[Rd] R-3.1.0 OSX Snow Leopard installs old binary

Simon Urbanek simon.urbanek at r-project.org
Fri Apr 18 03:43:03 CEST 2014

On Apr 17, 2014, at 9:24 PM, Gábor Csárdi <csardi.gabor at gmail.com> wrote:

> On Thu, Apr 17, 2014 at 9:07 PM, Simon Urbanek <simon.urbanek at r-project.org> wrote:
> [...]
> No, the issue is that igraph suggests graph yet fails when it's not present. It should guard against failure is case it's not available.

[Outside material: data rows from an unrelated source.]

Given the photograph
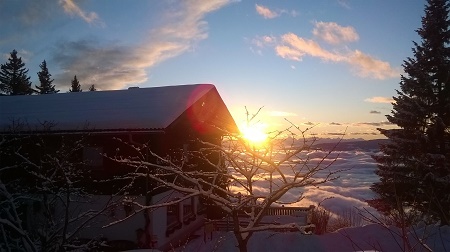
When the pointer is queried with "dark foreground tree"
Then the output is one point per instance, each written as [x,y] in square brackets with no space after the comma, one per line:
[284,162]
[13,77]
[45,80]
[75,86]
[414,168]
[92,88]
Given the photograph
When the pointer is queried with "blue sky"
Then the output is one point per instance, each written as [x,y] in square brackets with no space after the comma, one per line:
[330,63]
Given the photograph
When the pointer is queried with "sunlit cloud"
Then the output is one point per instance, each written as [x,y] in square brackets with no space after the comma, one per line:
[333,33]
[266,12]
[282,113]
[292,47]
[368,66]
[344,3]
[380,99]
[263,41]
[115,66]
[376,124]
[73,9]
[295,47]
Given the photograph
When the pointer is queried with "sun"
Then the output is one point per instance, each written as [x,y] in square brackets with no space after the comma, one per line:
[254,133]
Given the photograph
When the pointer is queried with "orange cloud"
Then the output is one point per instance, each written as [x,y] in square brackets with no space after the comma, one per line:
[71,8]
[333,33]
[379,99]
[266,12]
[292,47]
[367,66]
[184,25]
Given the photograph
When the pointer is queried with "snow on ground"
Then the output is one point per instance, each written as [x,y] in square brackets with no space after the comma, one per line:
[371,237]
[350,190]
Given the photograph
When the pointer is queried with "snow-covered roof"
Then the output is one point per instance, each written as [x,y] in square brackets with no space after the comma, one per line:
[135,108]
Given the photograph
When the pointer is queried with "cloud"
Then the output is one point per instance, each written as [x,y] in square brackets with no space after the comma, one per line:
[72,9]
[269,14]
[344,3]
[379,99]
[114,66]
[333,33]
[367,66]
[292,47]
[376,124]
[281,113]
[266,12]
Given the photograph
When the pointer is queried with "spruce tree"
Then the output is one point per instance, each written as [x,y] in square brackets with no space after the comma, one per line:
[75,86]
[45,80]
[13,77]
[414,169]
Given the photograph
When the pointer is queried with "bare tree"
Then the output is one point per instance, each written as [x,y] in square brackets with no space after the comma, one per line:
[40,186]
[283,159]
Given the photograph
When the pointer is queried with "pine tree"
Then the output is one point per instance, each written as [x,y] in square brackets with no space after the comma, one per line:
[75,86]
[13,77]
[45,80]
[414,169]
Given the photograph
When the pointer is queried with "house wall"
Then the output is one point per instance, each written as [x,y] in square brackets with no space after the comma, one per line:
[123,224]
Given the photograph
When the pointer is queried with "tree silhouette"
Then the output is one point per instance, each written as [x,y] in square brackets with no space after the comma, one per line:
[45,80]
[75,86]
[414,168]
[92,88]
[13,77]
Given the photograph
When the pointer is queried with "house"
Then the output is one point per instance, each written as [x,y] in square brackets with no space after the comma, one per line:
[166,121]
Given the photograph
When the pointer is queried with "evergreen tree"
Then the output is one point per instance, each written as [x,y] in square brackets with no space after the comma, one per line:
[75,86]
[414,169]
[13,77]
[92,88]
[45,80]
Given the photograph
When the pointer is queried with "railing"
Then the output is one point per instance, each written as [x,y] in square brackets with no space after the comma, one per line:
[286,210]
[303,213]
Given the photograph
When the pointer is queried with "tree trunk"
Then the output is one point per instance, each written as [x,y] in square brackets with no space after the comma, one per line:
[242,243]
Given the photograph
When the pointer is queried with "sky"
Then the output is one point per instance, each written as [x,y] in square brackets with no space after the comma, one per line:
[329,65]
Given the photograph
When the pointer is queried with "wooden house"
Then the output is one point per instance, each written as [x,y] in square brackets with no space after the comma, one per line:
[168,121]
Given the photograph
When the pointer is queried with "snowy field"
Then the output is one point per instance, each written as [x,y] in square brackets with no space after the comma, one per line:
[349,191]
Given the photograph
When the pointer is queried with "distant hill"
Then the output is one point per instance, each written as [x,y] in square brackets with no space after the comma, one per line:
[363,145]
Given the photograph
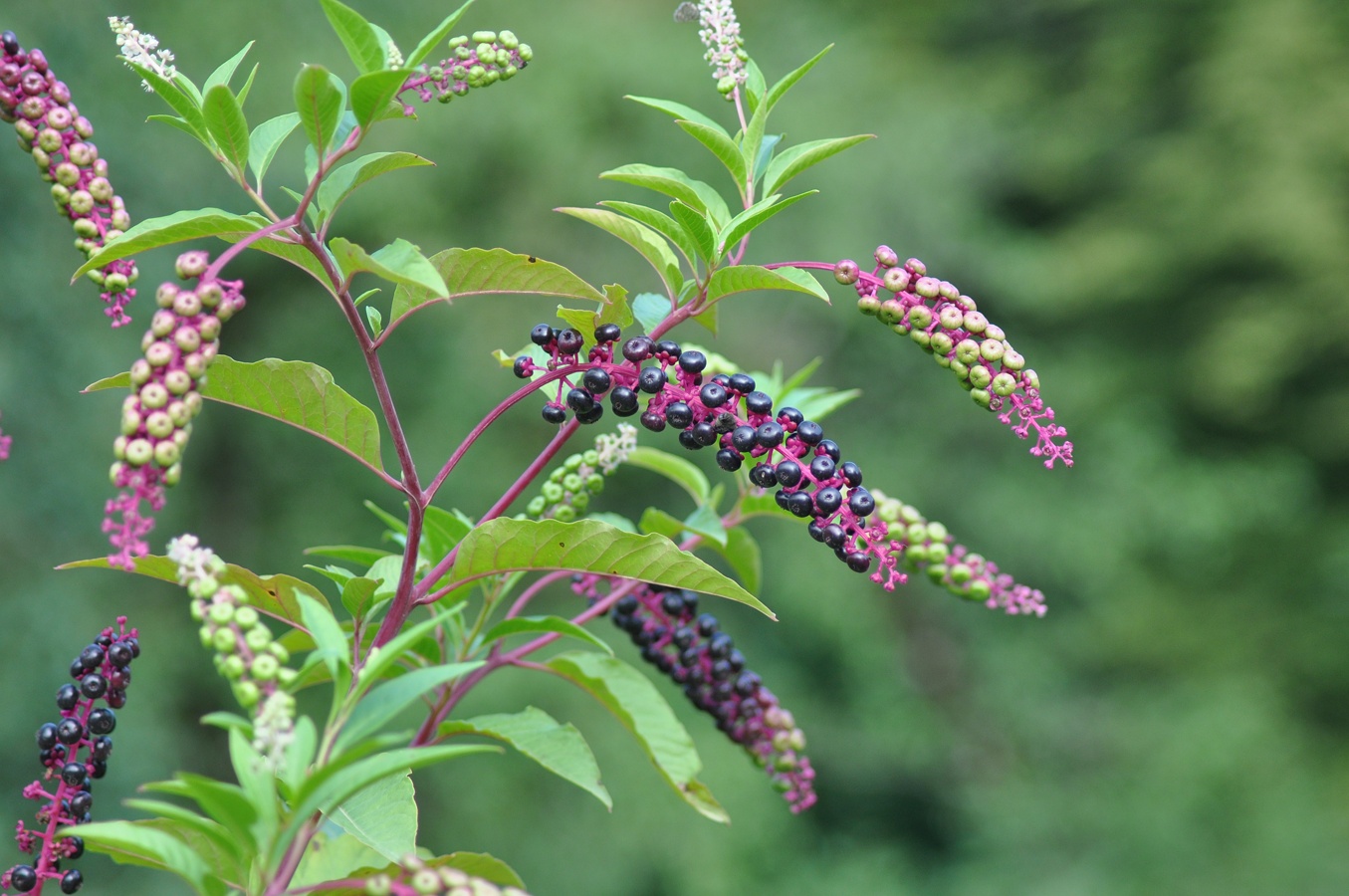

I didn't look at this particular case, but sometimes that is necessary to break infinite dependency loops.
> So if I make 'graph' a dependency via Imports, then everything will be OK? 
> We can rely on Imports and Depends from BioC being available, but not on Suggests?

The Suggests failure has nothing to do with BioC. Only packages listed in Depends/Imports are required for a package to work so there is no guarantee for any packages in Suggests to be available - hence the package should not break if they are not available - that's the whole point of Suggests. If you list it in Depends/Imports then it won't even get to the check if those packages are not available - it won't build at all. I didn't look at the dependencies in this particular case, but one reason to use Suggests is to break dependency loops: if A depends on B and B on A, then there is no way to install them, so typically A suggests B and B depends on A so that A can be installed and checked first without B and then B checked with A and finally A with B. If A breaks without B then it makes such bootstrapping impossible - we found some packages with this issue, that's why mentioned this - I don't know if that's the case with igraph or not.

As for BioC, the builds for BioC are independent of CRAN, so CRAN doesn't build BioC packages and thus their availability is subject to manual intervention - on the OS X build machine there is currently no automated way to track BioC packages, but we're working on it.